The Fall season not only means back to school and full work schedules, but it's also the time to get business plans and taxes in line to avoid cramming and cringing at the end of the year.
This year's economic downturn doesn't necessarily have to affect taxpayers as adversely as they might think, if they take a few steps to financial freedom and use loopholes -- old and new -- in the tax laws to help them. Many tax tips are listed on www.legaltaxloopholes.com, but here are a few tips for fall, according to tax strategist Diane Kennedy, CPA, and author of "Loopholes of the Rich: How the Rich Legally Make More Money and Pay Less Tax."
* Educational IRA
Consider putting aside up to $2000 per year into an Educational IRA for your children's future education costs. The money grows tax-deferred. Be aware that the allowable portion of the IRA does phase-out as personal income rises.

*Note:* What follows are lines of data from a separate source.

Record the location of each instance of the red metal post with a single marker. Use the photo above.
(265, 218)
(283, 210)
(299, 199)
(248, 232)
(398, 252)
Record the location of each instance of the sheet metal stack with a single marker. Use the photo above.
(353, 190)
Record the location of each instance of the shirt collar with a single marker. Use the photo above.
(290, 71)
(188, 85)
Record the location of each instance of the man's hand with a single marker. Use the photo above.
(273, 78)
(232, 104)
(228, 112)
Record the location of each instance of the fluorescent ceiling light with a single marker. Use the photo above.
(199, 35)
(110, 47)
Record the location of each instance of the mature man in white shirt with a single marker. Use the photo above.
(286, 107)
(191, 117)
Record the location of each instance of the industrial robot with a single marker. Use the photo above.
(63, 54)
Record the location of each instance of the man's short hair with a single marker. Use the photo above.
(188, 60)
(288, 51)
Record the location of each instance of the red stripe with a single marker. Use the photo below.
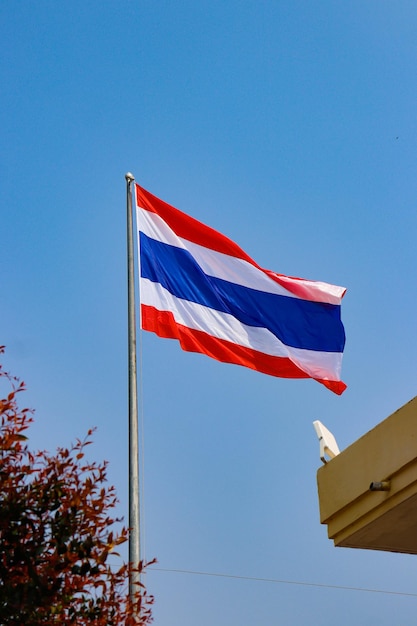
(189, 228)
(164, 325)
(192, 230)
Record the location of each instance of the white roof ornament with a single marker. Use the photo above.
(327, 441)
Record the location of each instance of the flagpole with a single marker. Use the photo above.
(134, 517)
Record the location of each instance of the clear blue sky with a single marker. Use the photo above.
(290, 127)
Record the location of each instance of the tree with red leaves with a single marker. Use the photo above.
(56, 534)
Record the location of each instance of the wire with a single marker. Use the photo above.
(284, 582)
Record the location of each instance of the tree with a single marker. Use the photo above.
(57, 532)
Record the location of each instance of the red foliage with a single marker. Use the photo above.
(56, 533)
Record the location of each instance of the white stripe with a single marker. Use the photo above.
(322, 365)
(230, 268)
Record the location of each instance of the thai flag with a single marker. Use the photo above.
(201, 288)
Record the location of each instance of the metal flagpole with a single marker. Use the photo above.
(134, 521)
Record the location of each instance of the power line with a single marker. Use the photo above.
(284, 582)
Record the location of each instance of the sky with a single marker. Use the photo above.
(291, 128)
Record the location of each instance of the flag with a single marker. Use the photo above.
(199, 287)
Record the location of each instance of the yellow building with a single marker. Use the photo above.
(368, 492)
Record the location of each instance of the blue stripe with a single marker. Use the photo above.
(297, 323)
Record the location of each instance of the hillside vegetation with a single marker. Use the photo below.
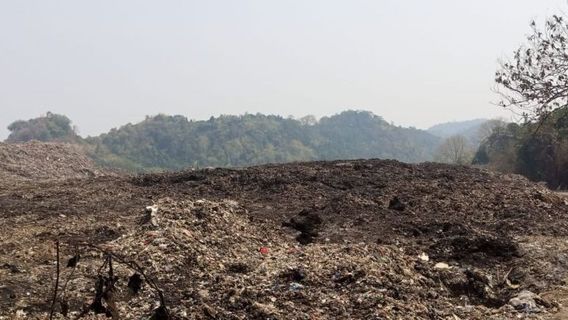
(175, 142)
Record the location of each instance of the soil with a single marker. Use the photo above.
(44, 161)
(362, 239)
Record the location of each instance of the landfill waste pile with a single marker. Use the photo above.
(41, 160)
(364, 239)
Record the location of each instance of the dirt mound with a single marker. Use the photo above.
(325, 240)
(44, 161)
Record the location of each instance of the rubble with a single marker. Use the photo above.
(44, 161)
(226, 245)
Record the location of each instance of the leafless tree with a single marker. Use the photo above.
(535, 81)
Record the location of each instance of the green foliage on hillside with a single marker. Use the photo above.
(537, 150)
(174, 142)
(51, 127)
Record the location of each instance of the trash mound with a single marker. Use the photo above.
(208, 260)
(364, 239)
(44, 161)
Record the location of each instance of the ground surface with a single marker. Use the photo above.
(326, 240)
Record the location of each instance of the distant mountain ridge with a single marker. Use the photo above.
(175, 142)
(444, 130)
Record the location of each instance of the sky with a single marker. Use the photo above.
(107, 63)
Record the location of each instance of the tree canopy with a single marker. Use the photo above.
(535, 81)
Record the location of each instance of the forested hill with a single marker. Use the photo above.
(174, 142)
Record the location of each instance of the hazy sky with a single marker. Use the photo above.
(107, 63)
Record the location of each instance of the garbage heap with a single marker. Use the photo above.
(211, 260)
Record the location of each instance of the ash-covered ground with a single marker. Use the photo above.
(364, 239)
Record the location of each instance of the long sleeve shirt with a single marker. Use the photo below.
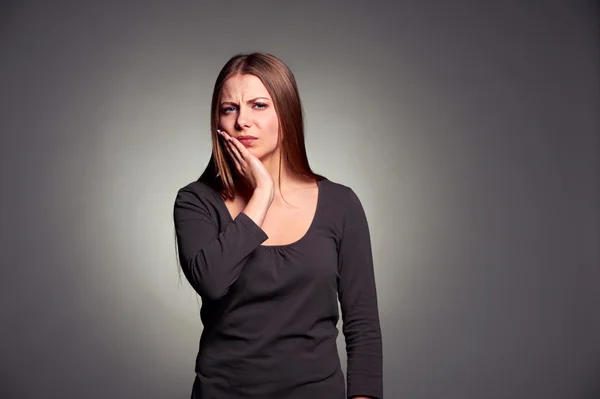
(270, 312)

* Educational Expense for a Business
Educational expenses to make an owner more effective in his or her business (including anything from interpersonal behavioral training to accounting) are deductible.
* Educational Assistance Plan for a Corporation
Put an Educational Assistance Plan in place for your corporation that will allow your corporation to provide, tax free, more than $5,000 per year. The new 2001 Tax Plan has added graduate work as a covered expense under the Educational Assistance Plan.
Starting a Business?
"For those starting a business, that's the best. Good for you!" says Kennedy. "The sad truth is that there are very few legal tax deductions available for employees. But, as soon as you move into the business arena, it's a whole new set of rules," she adds. Here are a few tax tips to get new business owners started:
Most Commonly Missed First-Time Deductions
The most commonly missed first-time deduction is for items "contributed" by the owner into a business. This would include:
* Legal and accounting costs to set up the business
* Contributed furniture and equipment such as computer, software, fax, desk, table, cellular phone and file cabinets
* Costs to investigate the business (travel, research expense, financial analysis)

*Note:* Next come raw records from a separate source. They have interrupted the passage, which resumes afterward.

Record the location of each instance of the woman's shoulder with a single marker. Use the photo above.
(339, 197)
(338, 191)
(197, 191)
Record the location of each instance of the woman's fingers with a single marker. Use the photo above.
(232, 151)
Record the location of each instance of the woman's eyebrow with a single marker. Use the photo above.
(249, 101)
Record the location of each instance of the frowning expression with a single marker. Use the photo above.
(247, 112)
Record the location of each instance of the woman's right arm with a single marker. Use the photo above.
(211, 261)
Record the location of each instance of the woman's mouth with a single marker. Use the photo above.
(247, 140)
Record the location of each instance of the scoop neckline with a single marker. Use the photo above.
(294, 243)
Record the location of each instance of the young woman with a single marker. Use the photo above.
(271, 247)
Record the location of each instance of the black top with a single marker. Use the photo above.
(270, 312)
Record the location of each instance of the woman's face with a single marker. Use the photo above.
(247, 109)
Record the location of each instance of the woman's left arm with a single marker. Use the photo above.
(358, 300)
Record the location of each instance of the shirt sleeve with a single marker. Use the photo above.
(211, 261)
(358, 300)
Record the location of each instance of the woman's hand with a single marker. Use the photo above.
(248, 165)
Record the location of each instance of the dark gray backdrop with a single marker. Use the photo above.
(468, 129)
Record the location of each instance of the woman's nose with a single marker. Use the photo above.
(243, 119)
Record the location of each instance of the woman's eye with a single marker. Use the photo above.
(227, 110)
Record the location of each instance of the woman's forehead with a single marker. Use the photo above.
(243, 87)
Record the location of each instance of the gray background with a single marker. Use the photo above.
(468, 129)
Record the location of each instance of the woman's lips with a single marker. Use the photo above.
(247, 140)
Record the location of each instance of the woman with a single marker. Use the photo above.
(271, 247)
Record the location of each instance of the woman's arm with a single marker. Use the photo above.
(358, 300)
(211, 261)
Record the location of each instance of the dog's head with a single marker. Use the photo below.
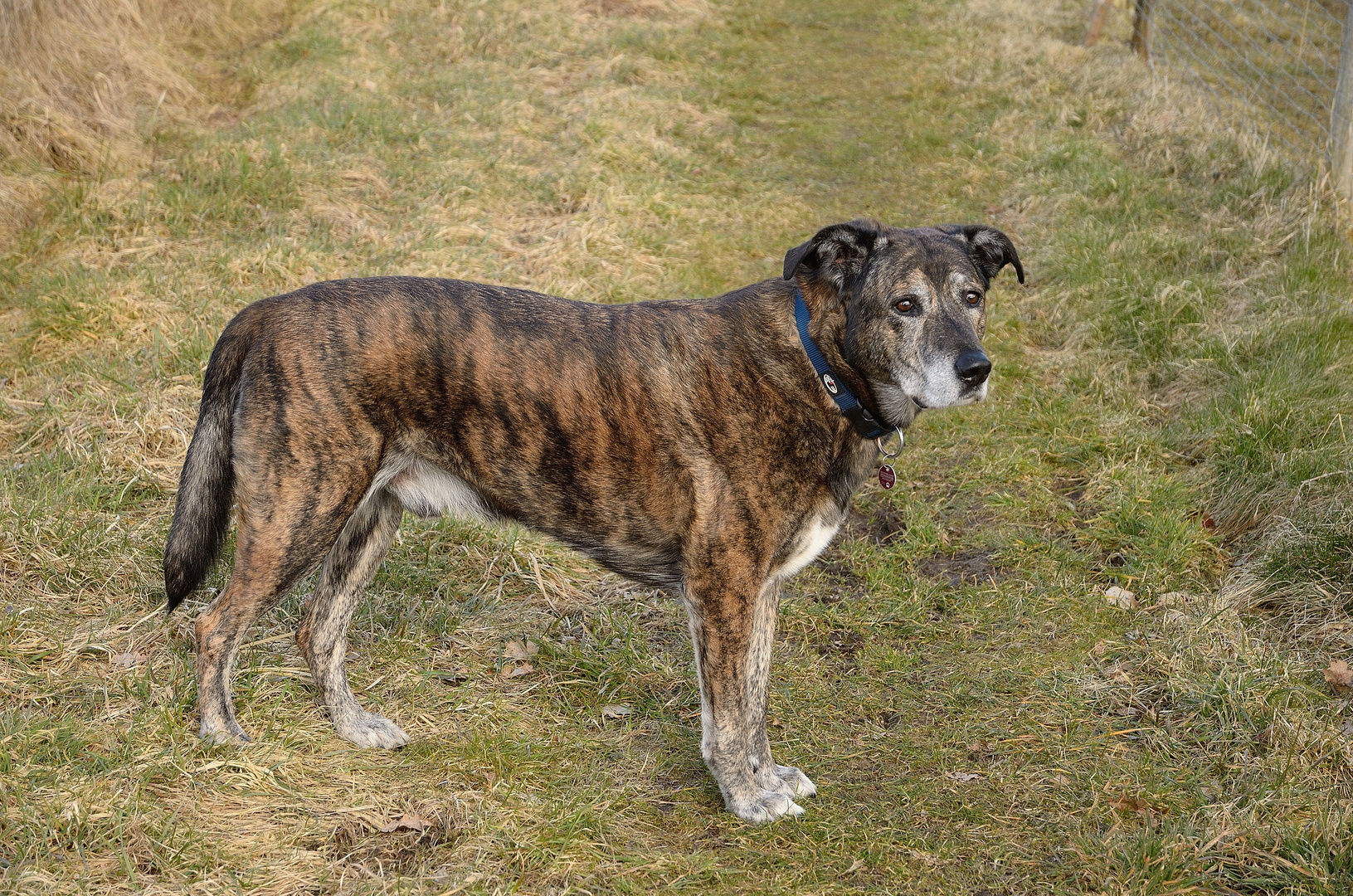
(913, 304)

* Interest costs for financed items for the business
Back to Business
As the holiday season approaches, consider promotions or sponsoring events. Promotions are deductible. For those charitably inclined, they are limited by the individual's income. Even worse, if they have a Schedule C, Sole Proprietorship, the deductions don't reduce the amount of net profit subject to the onerous 15.3 percent self-employment. One tip is to look for a promotional aspect to charitable contributions to get a full deduction.

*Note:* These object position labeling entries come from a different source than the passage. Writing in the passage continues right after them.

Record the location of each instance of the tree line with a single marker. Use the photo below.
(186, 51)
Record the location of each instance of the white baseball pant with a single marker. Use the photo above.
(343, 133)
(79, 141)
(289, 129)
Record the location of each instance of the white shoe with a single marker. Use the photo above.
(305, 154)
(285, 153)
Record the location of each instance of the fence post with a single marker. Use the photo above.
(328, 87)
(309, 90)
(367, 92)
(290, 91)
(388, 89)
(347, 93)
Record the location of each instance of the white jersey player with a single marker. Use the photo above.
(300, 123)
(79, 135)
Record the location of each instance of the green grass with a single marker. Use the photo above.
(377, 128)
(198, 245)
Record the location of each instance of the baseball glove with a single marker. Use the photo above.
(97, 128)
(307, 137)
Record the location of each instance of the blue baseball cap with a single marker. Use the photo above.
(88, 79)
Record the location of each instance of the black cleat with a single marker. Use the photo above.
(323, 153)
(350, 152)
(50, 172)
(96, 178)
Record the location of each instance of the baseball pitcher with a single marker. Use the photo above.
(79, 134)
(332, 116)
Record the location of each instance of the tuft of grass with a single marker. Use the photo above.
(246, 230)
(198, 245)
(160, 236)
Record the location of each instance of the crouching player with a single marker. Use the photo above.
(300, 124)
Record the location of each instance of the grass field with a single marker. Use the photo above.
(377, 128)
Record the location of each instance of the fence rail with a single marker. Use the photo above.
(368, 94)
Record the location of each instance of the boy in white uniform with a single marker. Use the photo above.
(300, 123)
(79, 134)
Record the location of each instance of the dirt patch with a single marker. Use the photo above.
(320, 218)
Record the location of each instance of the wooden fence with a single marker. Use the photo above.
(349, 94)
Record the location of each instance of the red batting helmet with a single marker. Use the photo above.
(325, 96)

Most Avoided Legal Deduction
The most-avoided deduction is for a home office. The home office deduction is back, after a hiatus due to a contrary Supreme Court ruling. It's legal again but for some reason, many people still aren't taking this deduction.
To qualify for a home office deduction, the space must be:
(1) Exclusively for business. A small, "de minimus" personal use, is allowed but this can be risky. It's better to set aside a separate room and call it a business room.
(2) Regularly used to conduct administrative or management for the trade or business.
(3) Regularly used to conduct client meetings.
(4) A separate structure.
Once qualified, business owners can take a pro-rata portion of their home expenses, such as home mortgage interest, property tax, mortgage insurance, insurance, utilities, janitorial and other home-related expenses.